The Division Lycopodiophyta (sometimes called Lycophyta or Lycopods) is a tracheophyte subdivision of the Kingdom Plantae. It is the oldest extant (living) vascular plant division at around 410 million years old
Lycophyta

Fossil evidence suggests that the phylum Lycophyta, the lycophytes, arose during the Devonian period. There are between ten and fifteen genera, consisting of about one thousand species, divided among three broad groups: the club mosses of the order Lycopodiales, the spike mosses of the order Selaginellales, and the quillworts of the order Isoetales.

All possess microphylls; however, the homosporous clubmosses differ significantly from the heterosporous spike mosses and quillworts.

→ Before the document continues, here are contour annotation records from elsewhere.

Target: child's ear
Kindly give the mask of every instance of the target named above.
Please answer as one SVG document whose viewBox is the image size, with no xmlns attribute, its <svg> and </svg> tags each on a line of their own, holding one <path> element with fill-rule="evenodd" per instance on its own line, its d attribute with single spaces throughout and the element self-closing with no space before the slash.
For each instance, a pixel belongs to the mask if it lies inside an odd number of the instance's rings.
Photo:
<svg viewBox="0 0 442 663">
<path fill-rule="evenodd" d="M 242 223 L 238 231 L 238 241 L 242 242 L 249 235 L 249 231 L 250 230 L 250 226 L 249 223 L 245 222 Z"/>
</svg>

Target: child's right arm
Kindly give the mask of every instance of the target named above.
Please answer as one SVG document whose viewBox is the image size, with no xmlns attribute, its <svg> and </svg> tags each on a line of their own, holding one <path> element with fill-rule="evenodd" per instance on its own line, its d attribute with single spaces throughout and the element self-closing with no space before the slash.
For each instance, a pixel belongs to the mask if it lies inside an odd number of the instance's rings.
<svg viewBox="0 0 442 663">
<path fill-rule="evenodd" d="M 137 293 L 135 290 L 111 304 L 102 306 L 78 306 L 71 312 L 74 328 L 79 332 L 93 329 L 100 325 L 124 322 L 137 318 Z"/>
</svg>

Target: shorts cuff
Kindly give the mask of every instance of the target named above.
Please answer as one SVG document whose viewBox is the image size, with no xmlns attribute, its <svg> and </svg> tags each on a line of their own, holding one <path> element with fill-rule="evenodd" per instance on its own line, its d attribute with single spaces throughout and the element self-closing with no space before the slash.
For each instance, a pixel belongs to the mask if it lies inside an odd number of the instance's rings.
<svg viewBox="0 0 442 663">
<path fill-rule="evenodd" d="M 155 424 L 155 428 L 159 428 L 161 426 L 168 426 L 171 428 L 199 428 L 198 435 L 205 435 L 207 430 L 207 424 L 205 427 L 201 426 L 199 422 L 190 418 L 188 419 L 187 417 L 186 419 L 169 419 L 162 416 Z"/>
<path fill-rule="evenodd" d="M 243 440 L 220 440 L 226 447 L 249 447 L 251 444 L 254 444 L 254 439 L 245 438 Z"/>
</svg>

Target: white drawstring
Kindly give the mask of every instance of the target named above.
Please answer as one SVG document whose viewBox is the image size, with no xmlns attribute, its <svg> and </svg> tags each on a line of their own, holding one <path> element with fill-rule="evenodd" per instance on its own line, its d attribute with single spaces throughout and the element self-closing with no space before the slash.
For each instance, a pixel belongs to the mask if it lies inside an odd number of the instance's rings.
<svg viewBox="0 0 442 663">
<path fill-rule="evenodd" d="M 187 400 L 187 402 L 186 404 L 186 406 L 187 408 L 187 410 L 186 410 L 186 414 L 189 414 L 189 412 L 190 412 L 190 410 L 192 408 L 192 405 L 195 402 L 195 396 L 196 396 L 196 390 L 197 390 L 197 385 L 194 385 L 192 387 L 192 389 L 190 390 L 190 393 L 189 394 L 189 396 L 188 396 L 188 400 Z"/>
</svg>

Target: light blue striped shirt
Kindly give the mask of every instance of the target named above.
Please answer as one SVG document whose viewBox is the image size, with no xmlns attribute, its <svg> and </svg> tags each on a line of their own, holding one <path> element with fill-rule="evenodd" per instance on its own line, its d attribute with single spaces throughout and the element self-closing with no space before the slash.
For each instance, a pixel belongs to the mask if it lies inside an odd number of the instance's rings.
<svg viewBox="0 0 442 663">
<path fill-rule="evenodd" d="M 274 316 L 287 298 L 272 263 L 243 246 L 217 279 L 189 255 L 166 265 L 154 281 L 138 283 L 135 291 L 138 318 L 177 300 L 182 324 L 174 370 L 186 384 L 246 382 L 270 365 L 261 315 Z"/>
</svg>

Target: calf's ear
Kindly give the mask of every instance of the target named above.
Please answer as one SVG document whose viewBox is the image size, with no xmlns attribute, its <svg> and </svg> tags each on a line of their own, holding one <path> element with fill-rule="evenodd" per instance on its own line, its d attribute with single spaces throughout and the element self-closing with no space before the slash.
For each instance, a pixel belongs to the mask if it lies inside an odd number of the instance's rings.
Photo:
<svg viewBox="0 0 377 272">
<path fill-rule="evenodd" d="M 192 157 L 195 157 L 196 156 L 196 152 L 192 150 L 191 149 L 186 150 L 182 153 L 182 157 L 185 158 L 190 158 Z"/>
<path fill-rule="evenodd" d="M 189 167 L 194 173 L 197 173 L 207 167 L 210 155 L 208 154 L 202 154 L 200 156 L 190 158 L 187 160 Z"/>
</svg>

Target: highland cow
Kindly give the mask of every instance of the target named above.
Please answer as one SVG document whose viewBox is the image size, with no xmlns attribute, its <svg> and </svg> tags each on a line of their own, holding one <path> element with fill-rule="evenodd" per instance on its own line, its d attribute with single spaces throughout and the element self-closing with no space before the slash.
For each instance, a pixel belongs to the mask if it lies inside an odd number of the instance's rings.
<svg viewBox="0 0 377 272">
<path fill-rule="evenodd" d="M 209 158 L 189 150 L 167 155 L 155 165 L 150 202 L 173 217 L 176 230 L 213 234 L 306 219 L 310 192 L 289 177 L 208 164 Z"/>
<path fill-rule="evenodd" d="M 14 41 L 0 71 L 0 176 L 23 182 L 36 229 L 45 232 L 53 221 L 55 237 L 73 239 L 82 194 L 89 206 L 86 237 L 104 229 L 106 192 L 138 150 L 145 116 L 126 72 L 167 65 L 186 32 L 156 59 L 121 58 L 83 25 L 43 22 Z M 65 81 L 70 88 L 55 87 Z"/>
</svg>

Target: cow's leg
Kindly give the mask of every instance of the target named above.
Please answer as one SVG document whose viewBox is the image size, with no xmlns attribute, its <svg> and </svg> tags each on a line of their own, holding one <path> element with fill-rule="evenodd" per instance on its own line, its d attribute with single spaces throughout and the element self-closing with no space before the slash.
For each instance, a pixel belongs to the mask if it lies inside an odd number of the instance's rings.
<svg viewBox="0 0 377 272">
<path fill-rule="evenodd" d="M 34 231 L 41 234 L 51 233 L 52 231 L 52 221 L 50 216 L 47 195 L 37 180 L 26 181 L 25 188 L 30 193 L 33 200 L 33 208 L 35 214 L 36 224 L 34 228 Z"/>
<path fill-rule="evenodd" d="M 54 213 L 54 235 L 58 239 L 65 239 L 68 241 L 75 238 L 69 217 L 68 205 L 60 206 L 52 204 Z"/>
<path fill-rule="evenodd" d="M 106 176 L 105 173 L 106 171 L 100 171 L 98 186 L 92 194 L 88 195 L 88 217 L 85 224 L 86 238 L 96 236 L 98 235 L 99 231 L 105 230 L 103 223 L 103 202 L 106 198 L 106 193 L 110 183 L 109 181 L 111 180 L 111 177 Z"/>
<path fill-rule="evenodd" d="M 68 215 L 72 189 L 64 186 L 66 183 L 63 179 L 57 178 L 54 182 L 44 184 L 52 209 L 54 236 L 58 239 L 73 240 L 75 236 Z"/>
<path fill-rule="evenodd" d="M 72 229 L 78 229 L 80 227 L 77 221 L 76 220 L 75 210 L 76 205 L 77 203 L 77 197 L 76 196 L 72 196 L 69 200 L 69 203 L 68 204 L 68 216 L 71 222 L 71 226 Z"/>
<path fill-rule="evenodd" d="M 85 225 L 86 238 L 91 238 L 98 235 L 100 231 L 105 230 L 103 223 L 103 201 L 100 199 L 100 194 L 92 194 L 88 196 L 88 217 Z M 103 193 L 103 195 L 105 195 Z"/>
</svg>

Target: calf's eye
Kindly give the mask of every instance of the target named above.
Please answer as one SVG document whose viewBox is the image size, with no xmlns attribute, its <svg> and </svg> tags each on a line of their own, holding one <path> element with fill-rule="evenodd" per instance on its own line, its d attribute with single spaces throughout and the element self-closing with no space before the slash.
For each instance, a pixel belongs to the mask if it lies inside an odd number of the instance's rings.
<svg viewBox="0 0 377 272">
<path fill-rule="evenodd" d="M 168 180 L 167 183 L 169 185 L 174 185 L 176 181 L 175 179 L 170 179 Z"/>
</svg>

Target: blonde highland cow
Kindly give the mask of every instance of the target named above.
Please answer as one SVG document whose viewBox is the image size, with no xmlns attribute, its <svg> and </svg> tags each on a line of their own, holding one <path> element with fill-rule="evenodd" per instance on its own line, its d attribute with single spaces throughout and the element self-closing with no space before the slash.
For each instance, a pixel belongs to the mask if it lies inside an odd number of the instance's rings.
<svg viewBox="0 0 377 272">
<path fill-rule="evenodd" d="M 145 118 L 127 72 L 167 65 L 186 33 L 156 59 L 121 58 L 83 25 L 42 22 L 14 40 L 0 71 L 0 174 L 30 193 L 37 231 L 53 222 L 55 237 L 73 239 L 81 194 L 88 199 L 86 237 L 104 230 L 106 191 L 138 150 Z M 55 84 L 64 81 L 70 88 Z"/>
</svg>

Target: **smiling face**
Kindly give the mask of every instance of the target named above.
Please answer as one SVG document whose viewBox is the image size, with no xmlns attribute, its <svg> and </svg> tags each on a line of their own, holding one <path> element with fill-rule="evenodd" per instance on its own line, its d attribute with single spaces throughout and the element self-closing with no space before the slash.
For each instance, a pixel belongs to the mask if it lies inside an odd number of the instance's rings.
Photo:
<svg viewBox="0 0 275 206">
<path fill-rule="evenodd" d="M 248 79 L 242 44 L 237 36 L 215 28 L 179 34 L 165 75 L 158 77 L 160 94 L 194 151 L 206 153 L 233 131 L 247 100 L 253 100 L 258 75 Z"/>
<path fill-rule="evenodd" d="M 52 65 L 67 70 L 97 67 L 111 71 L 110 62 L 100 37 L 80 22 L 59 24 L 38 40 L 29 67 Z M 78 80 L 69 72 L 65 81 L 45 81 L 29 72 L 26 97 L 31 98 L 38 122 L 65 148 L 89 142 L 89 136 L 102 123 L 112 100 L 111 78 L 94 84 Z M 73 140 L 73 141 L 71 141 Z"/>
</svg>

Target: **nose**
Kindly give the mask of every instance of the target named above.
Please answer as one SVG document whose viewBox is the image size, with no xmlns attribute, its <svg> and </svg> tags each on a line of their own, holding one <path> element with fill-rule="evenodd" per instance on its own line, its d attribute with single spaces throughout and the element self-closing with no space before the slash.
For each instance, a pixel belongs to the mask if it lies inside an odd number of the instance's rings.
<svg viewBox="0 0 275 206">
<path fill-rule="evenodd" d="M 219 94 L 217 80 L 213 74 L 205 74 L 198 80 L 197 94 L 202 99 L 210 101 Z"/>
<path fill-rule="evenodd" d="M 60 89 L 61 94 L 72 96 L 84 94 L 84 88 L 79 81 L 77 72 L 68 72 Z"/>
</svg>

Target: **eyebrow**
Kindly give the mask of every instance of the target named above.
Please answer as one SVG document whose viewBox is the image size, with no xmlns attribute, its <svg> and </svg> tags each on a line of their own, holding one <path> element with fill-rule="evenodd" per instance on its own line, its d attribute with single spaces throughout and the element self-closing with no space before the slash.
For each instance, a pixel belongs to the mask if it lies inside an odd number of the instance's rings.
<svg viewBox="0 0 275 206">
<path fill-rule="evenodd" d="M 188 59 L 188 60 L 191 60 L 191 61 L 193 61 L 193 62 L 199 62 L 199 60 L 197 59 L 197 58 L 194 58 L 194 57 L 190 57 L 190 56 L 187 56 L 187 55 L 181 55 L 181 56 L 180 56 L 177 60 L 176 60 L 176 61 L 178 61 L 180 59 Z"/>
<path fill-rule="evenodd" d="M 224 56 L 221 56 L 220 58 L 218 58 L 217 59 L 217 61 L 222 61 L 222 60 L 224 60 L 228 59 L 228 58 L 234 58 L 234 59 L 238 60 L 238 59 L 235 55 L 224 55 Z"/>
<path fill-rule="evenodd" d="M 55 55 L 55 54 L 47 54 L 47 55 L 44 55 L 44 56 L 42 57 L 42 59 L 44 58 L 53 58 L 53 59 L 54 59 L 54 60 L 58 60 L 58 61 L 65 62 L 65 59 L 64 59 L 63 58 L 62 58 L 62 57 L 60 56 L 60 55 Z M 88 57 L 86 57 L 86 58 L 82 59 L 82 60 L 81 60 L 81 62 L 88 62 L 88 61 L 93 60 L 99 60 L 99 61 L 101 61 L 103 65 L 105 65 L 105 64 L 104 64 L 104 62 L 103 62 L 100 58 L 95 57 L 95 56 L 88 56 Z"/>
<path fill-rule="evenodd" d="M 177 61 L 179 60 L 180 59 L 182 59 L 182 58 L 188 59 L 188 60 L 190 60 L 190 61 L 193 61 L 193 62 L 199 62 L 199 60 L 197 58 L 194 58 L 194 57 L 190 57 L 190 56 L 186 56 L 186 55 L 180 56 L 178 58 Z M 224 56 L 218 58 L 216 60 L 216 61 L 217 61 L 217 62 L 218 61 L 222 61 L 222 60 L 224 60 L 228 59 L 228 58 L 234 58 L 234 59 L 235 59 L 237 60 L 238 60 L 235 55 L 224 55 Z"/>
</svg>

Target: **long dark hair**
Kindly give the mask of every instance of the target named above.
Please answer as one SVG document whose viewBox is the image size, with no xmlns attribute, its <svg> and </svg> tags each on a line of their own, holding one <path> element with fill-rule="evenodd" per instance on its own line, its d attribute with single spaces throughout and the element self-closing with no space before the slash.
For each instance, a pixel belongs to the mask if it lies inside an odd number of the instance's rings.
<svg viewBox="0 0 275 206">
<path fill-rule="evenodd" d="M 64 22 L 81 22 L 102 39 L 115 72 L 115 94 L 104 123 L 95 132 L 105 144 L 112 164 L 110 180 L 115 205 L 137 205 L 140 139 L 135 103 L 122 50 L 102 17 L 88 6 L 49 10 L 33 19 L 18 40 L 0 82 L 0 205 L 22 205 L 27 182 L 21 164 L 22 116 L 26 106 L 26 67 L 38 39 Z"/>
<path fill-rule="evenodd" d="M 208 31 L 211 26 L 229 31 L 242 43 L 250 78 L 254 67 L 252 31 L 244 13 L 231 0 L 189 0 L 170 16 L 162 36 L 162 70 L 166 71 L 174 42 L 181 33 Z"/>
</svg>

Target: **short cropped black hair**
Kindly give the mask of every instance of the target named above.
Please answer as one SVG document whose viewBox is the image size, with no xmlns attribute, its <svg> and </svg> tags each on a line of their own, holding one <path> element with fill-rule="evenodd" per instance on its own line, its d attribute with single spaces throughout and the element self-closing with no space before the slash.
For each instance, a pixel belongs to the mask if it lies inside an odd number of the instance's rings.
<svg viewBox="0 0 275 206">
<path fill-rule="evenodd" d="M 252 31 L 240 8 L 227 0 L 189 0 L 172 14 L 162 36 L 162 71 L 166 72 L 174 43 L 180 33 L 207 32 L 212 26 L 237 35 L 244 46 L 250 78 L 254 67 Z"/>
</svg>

Some extinct lycophytes were woody and grew to tree size. Lycophytes were among the dominant species during the Carboniferous period (around 350 million years ago), during which the plants that eventually became coal deposits were produced.

Sphenophyta

Horsetail - Sphenophyta
Horsetail - Sphenophyta

Phylum Sphenophyta arose during the Devonian period and reached its peak during the late Devonian and Carboniferous periods.

Among the largest sphenophytes were members of the genus Calamites, treelike plants that exceeded 18 meters (60 feet) in height and nearly 0.5 meter (18 inches) in basal stem diameter. There are fifteen living herbaceous species in the only remaining genus, Equisetum, the horsetails.

Psilotophyta

The fossil record is incomplete regarding the ancestry of modern psilotophytes, so it is difficult to assign a date of origin. Although once considered to possess characteristics that allied them to the most primitive vascular plants, molecular studies have suggested that psilotophytes are possibly closely related to pterophytes (ferns), perhaps representing a reduction from an early fern ancestor. The phylum includes only two living genera, consisting of a total of six to eight species.

Pterophyta

Pterophytes, or ferns, arose during the Devonian period and reached the height of abundance and diversity during the Carboniferous. Today, there are about eleven thousand species of ferns ranging in size from a few millimeters across (such as Azolla) to several meters in height (such as Dicksonia).

Excluding flowering plants, ferns are the most abundant and diverse plants on earth, exhibiting a variety of growth habits, from floating aquatics to tropical epiphytes to temperate terrestrial plants. They are important both ecologically and economically, serving as habitat and food sources for many organisms. Humans use ferns as food, fuel, and decoration.